While a large portion of the first couple of parts are extremely science-heavy and slow to get through, don’t be deterred. Deer is demonstrating how the victims of Wakefield’s crusade – us – never had a hope when faced with the intricacies of scientific practice, terminology and industry politics. We instead have no choice but to place faith in the people oath-bound to do no harm, which makes for Deer’s detailed timeline of Wakefield’s betrayal of the public that much more impactful.
Don’t, however, go into this book believing it’s going to be a wit-filled, snarky takedown of Wakefield’s laughable attempts to push the claim vaccines cause autism. It is a slow read with a lot of information to process, but Deer clearly respects his audience (unlike the fraudster) to offer anything less than all the facts. If you’re after a shorter, punchier story about Wakefield, I’d recommend hbomberguy’s YouTube video on vaccines, which cites a lot of Deer’s work and from whom this book was recommended.
Ultimately, the beauty of Deer’s writing lies between the lines. Deer offers suggestions in throwaway remarks, not to distract the reader, but to help them understand the mentality of the moment, the players and Deer’s intentions (my favourite was when he noted Wakefield’s divorce only by mentioning he had a ring-less left hand ).
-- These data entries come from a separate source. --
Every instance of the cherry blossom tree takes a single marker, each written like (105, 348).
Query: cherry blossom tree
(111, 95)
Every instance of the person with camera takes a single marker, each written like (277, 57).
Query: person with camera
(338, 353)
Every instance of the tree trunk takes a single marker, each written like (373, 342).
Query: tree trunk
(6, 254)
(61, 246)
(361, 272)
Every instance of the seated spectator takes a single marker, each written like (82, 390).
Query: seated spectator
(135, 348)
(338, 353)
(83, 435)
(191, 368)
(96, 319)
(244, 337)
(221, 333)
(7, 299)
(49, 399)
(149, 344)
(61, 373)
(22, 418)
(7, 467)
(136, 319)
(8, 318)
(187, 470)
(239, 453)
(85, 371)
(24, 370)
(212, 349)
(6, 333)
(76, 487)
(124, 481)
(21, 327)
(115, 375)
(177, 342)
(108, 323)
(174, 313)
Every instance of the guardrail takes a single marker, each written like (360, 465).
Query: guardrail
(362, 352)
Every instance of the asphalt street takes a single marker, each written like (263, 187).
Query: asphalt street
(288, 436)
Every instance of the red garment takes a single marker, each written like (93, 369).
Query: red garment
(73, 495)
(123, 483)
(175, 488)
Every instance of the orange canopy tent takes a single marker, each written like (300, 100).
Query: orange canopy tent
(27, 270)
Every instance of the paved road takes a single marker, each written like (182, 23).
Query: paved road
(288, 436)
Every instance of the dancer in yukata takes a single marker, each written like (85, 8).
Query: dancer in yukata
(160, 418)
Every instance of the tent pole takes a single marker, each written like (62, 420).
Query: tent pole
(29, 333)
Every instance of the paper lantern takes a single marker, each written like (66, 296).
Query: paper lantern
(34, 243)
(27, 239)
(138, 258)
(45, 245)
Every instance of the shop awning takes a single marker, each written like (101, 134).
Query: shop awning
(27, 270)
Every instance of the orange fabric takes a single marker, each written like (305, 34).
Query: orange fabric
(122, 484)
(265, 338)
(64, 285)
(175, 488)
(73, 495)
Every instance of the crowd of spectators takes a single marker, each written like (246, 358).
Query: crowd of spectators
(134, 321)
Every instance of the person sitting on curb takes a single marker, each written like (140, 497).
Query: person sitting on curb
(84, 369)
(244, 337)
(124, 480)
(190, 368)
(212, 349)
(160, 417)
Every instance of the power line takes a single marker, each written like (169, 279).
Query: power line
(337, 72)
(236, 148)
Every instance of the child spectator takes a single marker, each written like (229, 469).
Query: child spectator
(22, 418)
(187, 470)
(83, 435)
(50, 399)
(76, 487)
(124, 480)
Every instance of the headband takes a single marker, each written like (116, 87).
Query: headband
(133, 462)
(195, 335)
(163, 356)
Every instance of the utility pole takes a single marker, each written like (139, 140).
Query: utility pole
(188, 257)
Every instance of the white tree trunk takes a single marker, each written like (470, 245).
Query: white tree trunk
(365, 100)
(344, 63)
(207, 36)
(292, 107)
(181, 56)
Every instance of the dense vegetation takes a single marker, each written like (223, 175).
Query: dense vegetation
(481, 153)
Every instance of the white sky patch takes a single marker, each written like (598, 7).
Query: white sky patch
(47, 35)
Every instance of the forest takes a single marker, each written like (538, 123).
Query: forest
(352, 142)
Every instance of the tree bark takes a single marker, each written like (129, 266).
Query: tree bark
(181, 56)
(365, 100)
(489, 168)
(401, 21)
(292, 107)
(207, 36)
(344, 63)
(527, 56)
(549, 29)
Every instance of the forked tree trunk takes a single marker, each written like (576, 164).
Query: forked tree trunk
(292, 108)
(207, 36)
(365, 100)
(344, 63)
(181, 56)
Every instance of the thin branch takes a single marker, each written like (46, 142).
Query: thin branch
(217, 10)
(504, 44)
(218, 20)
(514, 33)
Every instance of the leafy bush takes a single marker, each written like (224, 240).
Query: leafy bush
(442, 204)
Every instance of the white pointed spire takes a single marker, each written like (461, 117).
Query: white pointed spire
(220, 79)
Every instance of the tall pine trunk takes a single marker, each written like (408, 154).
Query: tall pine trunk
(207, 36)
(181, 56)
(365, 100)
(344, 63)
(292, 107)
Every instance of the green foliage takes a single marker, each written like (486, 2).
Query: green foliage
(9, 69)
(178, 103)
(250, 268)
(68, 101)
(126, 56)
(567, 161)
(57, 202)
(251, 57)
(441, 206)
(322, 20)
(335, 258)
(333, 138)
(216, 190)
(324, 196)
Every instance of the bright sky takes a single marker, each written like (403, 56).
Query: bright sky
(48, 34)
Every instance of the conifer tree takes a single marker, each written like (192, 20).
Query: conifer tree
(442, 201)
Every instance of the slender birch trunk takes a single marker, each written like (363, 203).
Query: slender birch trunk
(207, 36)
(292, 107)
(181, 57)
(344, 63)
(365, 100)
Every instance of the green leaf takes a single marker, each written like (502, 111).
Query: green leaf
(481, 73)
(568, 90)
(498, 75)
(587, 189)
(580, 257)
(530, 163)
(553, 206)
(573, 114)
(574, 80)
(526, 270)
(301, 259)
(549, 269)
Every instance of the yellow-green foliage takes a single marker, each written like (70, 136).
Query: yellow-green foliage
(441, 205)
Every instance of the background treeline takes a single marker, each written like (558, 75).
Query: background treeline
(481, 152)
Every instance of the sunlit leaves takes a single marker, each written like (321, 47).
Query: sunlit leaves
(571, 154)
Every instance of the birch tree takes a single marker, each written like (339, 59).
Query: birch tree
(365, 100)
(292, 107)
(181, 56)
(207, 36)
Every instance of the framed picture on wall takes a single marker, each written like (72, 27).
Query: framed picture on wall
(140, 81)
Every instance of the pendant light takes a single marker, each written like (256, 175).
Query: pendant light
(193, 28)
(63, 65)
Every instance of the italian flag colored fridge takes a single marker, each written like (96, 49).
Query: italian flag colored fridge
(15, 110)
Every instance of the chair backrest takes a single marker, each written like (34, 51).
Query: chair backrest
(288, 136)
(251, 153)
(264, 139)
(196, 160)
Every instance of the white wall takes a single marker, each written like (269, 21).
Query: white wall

As the reader it is vital we understand how and why Wakefield succeeded, if for only a time, to fool everyone and cement an urban myth onto the international consciousness.
My only sadness is that we didn’t see more of Deer himself. By the end I wished to know, if only to recognise and laud, the true depth of his investigation. Which nights were sleepless, which interviewees the toughest, did it all ever feel insurmountable? But then the uncomfortable parallel between Wakefield and Deer, two sides of the same story, would be too structurally obvious to ignore. It’s also insulting (to Deer) and vastly too crediting to Wakefield. Better that Wakefield is banished to be the boogeyman under the bed, feared briefly by children, laughed at by adults, and then forgotten — a fate far better than he deserves.